By rights Ricky Gervais should be popping up in every American sitcom as a butler, in every Hollywood film as a one-eyed baddie and in so many adverts he's perceived as Linda Barker in a maternity suit.
That's the kind of destiny reserved for British comedians who create a comic character so loved and aped in every continent that they win the highest plaudits the world's award panels can shower on them.
But the fat, pasty-faced bloke from Reading can't play that game. He hates fame, has no need for money and cringes when he is lazily referred to as a genius.

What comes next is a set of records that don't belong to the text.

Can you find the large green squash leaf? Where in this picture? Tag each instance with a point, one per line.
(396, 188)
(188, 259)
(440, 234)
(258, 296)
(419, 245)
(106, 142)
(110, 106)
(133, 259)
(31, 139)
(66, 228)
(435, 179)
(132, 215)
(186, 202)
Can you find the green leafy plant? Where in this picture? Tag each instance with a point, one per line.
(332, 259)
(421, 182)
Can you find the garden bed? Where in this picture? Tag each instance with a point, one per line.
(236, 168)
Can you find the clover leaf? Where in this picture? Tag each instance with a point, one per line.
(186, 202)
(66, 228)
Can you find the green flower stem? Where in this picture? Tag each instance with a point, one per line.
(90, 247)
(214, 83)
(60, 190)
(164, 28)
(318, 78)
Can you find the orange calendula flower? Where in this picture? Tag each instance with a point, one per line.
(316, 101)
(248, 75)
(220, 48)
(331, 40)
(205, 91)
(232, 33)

To Gervais the one quote that trumps all' the sycophancy was uttered by Clint Eastwood, on behalf of America, when The Office picked up the first of this year's two Golden Globes: "Who the f*** are these guys?" Anonymity, or the little he can steal while trying to take his comedy on to a higher plane, is the state where Gervais wants to live.
His idea of a perfect day is spending eight hours behind his desk in a sparse Soho room, blinds drawn, head down, chiselling out sentences or sorting out admin on his computer. It turns out all he ever wanted to do was work in The Office, "I don't exist to see my fat face popping up everywhere, because I don't think any of us were meant to be famous," he says. "I'd rather come to my office, shut out the world, sweat and get a headache.
"I can't understand why so many people actually like fame. And the frightening thing with most of them is that they're never famous enough. When I've been on the telly I can't wait for all the fuss to die down, so when I'm walking down the street nobody's shouting: 'oi, Ricky' at me. "But most of the these so-called famous people spend their nights zapping the TV control, screaming: 'Come on; I must be on a repeat somewhere.'
"Most kids' ambition today is to have their face recognised. Put the bloke who discovers the cure for Aids next to someone from Hollyoaks and they'd be in awe of the actor from Hollyoaks every time.